I Dare You

167 21 3
                                    


Darren Collins. Ternyata orang di balik nama Darren Collins, yang memberinya sebuket mawar melalui Michael itu adalah Reynov. Amara sungguh tidak menyangka. Ia mulai mencari-cari Reynov. Ia berkeliling kota. Pagi, siang, sore, hingga malam. Ia bahkan masuk ke daerah-daerah terpencil di pinggiran kota. Tapi tetap tidak bertemu Reynov. Di mana Reynov bersembunyi? Bahkan Cassie saja tidak tahu di mana Reynov.

Tapi... tunggu. Amara teringat sesuatu. Bukankah Reynov—bodyguard gratisannya itu—akan selalu menolongnya? Bagaimana jika ia sengaja mencelakakan diri agar Reynov muncul? Tiba-tiba ide gila itu muncul di kepala Amara. Jika Reynov bisa memberinya bunga lewat muridnya, itu berarti Reynov masih ada di sekitar sini. Reynov masih mengawasinya.

Lantas, segera saja Amara pura-pura sakit. Pengawalnya panik, dan langsung membawanya ke rumah sakit. Lalu saat pengawalnya lalai, ia segera naik ke rooftop. Ia duduk di pagar rooftop, persis seperti ketika ia hendak bunuh diri di rooftop gedung SMA dulu. Berkali-kali ia mencoba seperti itu, berkali-kali pula pengawalnya sampai panik.

"Mbak Arina, saya akan laporkan ke ayah Anda kalau Anda seperti ini terus!" Pengawal itu marah. Ia kira Amara betul-betul akan bunuh diri. Ini hari kelima Amara bertindak nekat. Pengawal itu menjebloskan Amara ke kamar inapnya dan menguncinya.

"Jangan kunci saya! Tolong jangan kunci saya di sini!" Amara menggedor-gedor pintu itu. Ia nyaris putus asa, ini sudah hari kelima tapi Reynov tidak kunjung datang juga.

Ia berusaha membuka lubang kunci itu dengan penjepit rambut, seperti yang Reynov ajarkan. Tapi sial, pintu itu punya struktur yang berbeda. Ia tidak tahu cara membukanya. Berarti tinggal satu cara tersisa, kabur lewat jendela, seperti yang Reynov ajarkan.

Segera Amara buka jendela kamar itu. Kamar inapnya ini ada di lantai tujuh. Ia melihat ke bawah. Cukup tinggi juga. Dan sepertinya jauh lebih berbahaya terjun dari jendela kamarnya, karena langsung menghantam jalanan aspal. Sedangkan jika terjun dari rooftop, masih ada atap gedung-gedung yang menahannya.
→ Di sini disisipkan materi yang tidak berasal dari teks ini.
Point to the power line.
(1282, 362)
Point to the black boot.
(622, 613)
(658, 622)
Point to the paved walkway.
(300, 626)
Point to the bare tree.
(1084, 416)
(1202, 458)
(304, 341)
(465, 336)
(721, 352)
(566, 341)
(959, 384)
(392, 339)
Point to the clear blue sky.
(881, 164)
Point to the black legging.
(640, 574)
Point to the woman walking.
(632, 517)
Kalau ia betulan jatuh dari jendela ini dan mati, sungguh tidak lucu. Ia hanya memancing Reynov, bukan benar-benar mau bunuh diri! Tapi, kalau Reynov bisa melakukan hal seekstrim pura-pura mati, kenapa ia tidak melakukannya juga?
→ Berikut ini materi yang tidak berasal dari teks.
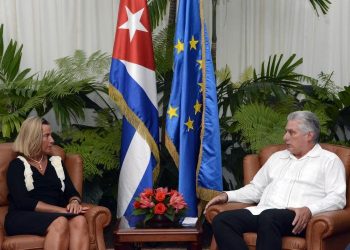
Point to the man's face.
(297, 141)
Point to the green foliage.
(157, 9)
(260, 125)
(99, 148)
(276, 83)
(79, 66)
(64, 90)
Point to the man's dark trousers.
(270, 225)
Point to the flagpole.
(202, 202)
"Oke, kalau itu mau kamu! Saya juga bisa nekat!" Amara kesal.

Lantas, dengan seragam pasien, ia mulai duduk di jendela. Oh jangan, duduk saja masih kurang ekstrim. Maka ia segera berdiri di jendela itu. Ia menelan ludah. Ia berpegang pada kusen jendela, takut luar biasa. Hidup dengan Reynov benar-benar memaksanya yang hanya seorang guru TK ini berani melakukan hal-hal nekat.

Satu menit, dua menit, tidak ada yang datang. Tangannya mulai berkeringat. Ini benar-benar ide gila. Ini tidak berguna. Ia memutuskan untuk turun. Tapi saat turun, telapak tangan dan kakinya yang berkeringat membuat pegangannya licin. Ia tergelincir...

"Amara!"

Beruntung seseorang menariknya. Amara jatuh menimpa orang itu. Ia mendongak melihat orang yang memeluknya.

"Wah... kamu bener-bener dateng!" Amara berkedip-kedip tidak percaya melihat Reynov. Ia memeluk tubuh itu, berharap ia tidak bermimpi. Dan, tubuh yang selalu membuatnya merasa aman itu terasa benar-benar nyata memeluknya. Semoga ini bukan mimpi, kalaupun ini hanya sebuah mimpi, ia harap ia tidak akan pernah bangun selamanya.